[Arrachez les bourgeons, tirez sur les enfants | Kenzaburo Oe]
Voilà le genre de titre qui suffirait à vous donner envie de lire le roman qui le porte !
En réalité, je l'ai lu complètement par hasard : c'est mon cher et tendre qui a acheté ce titre lors d'un salon du livre de poche, et qui ne l'a toujours pas ouvert, ses lectures se limitant souvent à de pieux vœux, quand je ne peux voir passer un livre sous mon nez sans avoir tout de suite envie de le dévorer...
Tout cela pour vous dire que je n'avais aucune idée de ce que j'allais trouver dans ce roman, dont j'ai pris soin de ne pas lire la quatrième de couverture avant de l'entamer, pour garder intact le plaisir de la découverte...
Le narrateur est un jeune adolescent dont le récit vous met tout de suite dans le bain : il fait partie d'un groupe de délinquants, tous mineurs (certains ne sont que des enfants dont le crime est de n'avoir pas été désirés par leurs parents), qui, au début du roman, a pris la route. Les jeunes sont encadrés par un éducateur qui doit les conduire dans un endroit sûr. Nous sommes au Japon, pendant la seconde guerre mondiale, et la maison de correction où étaient internés les enfants est menacée par les bombardements.

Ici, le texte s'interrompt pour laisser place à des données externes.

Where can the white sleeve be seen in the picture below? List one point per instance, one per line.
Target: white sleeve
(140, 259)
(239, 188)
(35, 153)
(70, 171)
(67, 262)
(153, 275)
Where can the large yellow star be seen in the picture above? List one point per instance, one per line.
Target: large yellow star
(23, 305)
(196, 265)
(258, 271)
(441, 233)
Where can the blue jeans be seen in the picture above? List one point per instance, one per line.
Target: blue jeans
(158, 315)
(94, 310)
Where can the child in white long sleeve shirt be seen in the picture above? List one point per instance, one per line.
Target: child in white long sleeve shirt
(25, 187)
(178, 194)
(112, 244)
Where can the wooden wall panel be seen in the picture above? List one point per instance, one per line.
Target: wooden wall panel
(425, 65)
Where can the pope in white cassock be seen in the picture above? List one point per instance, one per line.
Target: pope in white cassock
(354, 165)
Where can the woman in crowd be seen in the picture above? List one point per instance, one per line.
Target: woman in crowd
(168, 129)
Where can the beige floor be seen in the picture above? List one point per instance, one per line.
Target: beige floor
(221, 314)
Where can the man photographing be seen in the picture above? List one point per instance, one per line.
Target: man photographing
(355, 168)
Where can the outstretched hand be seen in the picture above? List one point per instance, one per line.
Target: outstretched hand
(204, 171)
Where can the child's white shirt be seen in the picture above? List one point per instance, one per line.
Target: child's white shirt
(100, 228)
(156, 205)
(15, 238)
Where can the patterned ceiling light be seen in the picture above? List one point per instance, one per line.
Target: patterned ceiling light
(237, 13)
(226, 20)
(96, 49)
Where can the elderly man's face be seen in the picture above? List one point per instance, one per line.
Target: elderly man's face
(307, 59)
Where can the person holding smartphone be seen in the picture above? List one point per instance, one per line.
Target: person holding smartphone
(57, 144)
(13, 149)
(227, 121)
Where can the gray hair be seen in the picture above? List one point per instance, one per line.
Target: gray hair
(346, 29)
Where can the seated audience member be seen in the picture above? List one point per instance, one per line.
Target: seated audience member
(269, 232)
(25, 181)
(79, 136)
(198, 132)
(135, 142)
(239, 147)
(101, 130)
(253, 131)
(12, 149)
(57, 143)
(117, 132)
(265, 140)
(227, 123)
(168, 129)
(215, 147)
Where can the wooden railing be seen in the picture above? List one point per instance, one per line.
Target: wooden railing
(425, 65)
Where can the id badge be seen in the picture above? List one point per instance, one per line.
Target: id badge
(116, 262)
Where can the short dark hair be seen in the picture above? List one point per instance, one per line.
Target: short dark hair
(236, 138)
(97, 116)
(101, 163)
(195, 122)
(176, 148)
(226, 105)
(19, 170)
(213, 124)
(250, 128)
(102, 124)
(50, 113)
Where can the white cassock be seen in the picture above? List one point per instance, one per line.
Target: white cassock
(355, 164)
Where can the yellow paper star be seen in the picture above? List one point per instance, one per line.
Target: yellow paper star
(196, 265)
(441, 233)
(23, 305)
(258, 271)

Ils sont ainsi confiés à la garde de villageois, le temps que l'éducateur parte chercher un autre groupe de prisonniers. Les habitants de la petite bourgade considèrent ces hôtes qu'on leur impose avec mépris et méfiance, se montrant parfois violents. Et lorsque une épidémie mortelle se propage, ils n'hésitent pas à fuir, les laissant seuls dans le village abandonné, ayant pris soin de leur barrer toute issue.
Les enfants vont ainsi faire l'apprentissage de la survie, côtoyer la maladie et la mort, et devoir faire appel à toutes leurs ressources pour subsister...
Ce récit m'a fait penser à une fable, mais une fable macabre et glaçante... Les situations vécues pas les personnages ont un caractère presque irréel, certains protagonistes sont dépeints de manière caricaturale. En revanche, la façon dont le narrateur relate les événements et le comportement de ses camarades, ainsi que celui de leurs bourreaux, est teintée d'une sincérité touchante. Cette ambivalence entre le ton du texte et son contenu est sa force. L'auteur, par la voix de son héros, qui mêle à une poignante lucidité la naïveté de sa jeunesse, parvient à exprimer l'ampleur que peut revêtir la cruauté humaine, et la douleur que représente la perte de l'innocence pour les enfants qui doivent s'y confronter trop tôt.